When conservatives go Buddhist

When conservatives go Buddhist, you know a change is in the zeitgeist. 

This is not meant as a slam on Republicans. The conservative movement is as necessary as the progressive movement. It is vigorous debate that moves a culture forward.

What I mean is this: When conservatives embrace a progressive idea it then becomes a part of the national character. 
Think civil rights, think women’s suffrage  the right to vote. Once the conservative membership of a country accepts a new principle, the issue is thus settled.
Not all ideas are good ones — think Prohibition — which is why it’s as important to have idea thinker uppers as it is to have wait a darn minute there-ers
For your mental pleasure here is an excerpt from a Yahoo news account about conservative Republican Mark Sanford and meditation:

Between stops around town, Sanford ditched his campaign driver and started hitching rides with reporters. He asked to ride in Yahoo News’ rental car and we zoomed off toward the next event. On the way, I asked him about his unorthodox campaign tactics. After all, Sanford was meeting only a couple people at each stop. The entire exercise seemed grossly inefficient. 

“My view is, bigger the crowd, the fewer the votes,” Sanford said. “If you can just keep moving as an individual and you’re present — I don’t want to sound Buddhist on you — but you’re in the moment. You’re present with them, you actually can have a real conversation. You can talk about issues that they like, what they don’t like, in a way that you can’t if you have a crowd.” 

I asked him about Buddhism. (Let’s face it, it’s not every day that a Southern candidate for national office will drop a Siddhartha Gautama reference in casual conversation.) 

Sanford told me that his interest in Buddhism stretches back three years, to when he retreated to his remote family farm after his term as governor ended — a term marked by scandal over his secretly leaving the country to be with his Argentine mistress, whom he now plans to marry. 
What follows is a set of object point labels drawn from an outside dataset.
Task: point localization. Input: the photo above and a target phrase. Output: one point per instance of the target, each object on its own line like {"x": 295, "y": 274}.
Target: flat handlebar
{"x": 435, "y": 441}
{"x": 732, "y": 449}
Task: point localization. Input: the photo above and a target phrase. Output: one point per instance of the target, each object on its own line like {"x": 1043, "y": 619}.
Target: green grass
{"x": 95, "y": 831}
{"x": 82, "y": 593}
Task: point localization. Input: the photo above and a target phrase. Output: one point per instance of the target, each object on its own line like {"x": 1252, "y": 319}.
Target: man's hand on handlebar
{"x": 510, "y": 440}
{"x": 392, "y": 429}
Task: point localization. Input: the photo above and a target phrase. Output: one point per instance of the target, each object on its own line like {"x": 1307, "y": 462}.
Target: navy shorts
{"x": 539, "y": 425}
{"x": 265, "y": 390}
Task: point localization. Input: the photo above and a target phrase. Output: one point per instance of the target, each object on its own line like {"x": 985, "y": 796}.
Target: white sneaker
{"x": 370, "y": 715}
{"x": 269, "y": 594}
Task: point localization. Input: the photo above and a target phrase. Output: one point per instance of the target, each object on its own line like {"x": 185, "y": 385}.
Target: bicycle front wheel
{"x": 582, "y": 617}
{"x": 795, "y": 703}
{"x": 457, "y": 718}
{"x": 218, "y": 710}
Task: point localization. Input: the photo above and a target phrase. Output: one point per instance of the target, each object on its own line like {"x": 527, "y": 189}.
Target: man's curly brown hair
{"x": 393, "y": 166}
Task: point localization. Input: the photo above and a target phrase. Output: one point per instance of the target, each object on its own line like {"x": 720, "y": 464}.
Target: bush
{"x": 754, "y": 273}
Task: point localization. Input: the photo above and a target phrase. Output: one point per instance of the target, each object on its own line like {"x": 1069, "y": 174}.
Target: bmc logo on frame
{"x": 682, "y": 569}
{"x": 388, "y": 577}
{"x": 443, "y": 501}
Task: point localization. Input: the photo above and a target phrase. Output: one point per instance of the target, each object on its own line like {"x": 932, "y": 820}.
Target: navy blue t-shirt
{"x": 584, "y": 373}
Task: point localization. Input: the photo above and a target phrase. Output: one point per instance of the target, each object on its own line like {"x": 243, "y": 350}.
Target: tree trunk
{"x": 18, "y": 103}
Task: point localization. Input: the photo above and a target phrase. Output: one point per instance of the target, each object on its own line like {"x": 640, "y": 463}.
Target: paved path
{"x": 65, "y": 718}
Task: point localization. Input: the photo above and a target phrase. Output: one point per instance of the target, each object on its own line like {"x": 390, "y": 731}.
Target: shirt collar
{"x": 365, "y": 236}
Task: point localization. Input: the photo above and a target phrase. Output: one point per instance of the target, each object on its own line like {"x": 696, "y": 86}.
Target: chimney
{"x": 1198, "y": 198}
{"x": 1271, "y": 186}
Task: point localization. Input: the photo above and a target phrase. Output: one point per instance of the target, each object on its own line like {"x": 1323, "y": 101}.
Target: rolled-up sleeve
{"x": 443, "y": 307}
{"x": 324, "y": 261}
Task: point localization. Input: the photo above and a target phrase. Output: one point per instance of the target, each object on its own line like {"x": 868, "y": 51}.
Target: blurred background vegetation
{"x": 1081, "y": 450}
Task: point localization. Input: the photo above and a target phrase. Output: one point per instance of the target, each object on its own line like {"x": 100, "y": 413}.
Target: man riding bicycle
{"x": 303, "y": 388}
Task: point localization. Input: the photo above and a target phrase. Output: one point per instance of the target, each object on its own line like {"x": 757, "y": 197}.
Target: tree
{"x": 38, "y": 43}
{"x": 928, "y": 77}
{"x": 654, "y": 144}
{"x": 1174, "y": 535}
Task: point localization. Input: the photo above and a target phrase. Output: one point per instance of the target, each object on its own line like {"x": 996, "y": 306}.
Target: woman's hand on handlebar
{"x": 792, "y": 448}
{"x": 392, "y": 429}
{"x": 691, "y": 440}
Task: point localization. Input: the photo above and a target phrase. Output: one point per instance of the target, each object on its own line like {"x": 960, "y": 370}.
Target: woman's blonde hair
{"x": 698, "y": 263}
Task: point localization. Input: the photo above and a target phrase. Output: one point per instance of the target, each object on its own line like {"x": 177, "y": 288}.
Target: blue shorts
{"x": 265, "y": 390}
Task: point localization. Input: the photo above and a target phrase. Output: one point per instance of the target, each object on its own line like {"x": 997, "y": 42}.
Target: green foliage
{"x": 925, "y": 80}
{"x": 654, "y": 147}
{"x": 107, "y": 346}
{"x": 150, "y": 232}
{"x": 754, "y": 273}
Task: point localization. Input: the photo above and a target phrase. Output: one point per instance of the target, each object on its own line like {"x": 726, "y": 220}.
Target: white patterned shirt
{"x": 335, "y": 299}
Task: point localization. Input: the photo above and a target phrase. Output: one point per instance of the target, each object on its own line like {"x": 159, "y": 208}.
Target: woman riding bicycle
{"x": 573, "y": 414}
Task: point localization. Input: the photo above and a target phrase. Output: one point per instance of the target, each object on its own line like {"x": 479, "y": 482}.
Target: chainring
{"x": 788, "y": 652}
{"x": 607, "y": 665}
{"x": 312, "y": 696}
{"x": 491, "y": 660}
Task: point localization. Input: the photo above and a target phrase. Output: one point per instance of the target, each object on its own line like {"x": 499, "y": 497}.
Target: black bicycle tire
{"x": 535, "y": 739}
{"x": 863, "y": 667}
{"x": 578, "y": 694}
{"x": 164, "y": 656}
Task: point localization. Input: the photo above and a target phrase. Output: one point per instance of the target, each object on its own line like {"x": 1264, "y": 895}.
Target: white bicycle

While in exile, Sanford began studying meditation, a practice he continues to this day. 

“A buddy of mine said, ‘Mark, you’re becoming a Buddhist Christian.’ I come from the Christian faith. That’s my faith tradition. But what I do like about Buddhism is the idea of being present,” Sanford said during the car ride. 

“I think that that’s missed in Western culture, where we’re so busy looking a week out, two weeks out, a month out, a year out, and we’re hurried and we’re busy. And I think if there’s any one thing I learned from that year I spent on the farm in the wake of getting out of office and just having a very, very quiet year, is the importance of stillness and quietness. And that extends beyond just the physical location. It extends really into the moment of, are you really with that person or are you thinking of the next thing you’ve got to do? So I do like very much that part of Buddhism. I think it’s right.”

How did you like the sound of that  “you’re becoming a Buddhist Christian.” It’s the cross pollination of cultural memes. To my mind it’s a beautiful (and significant) thing.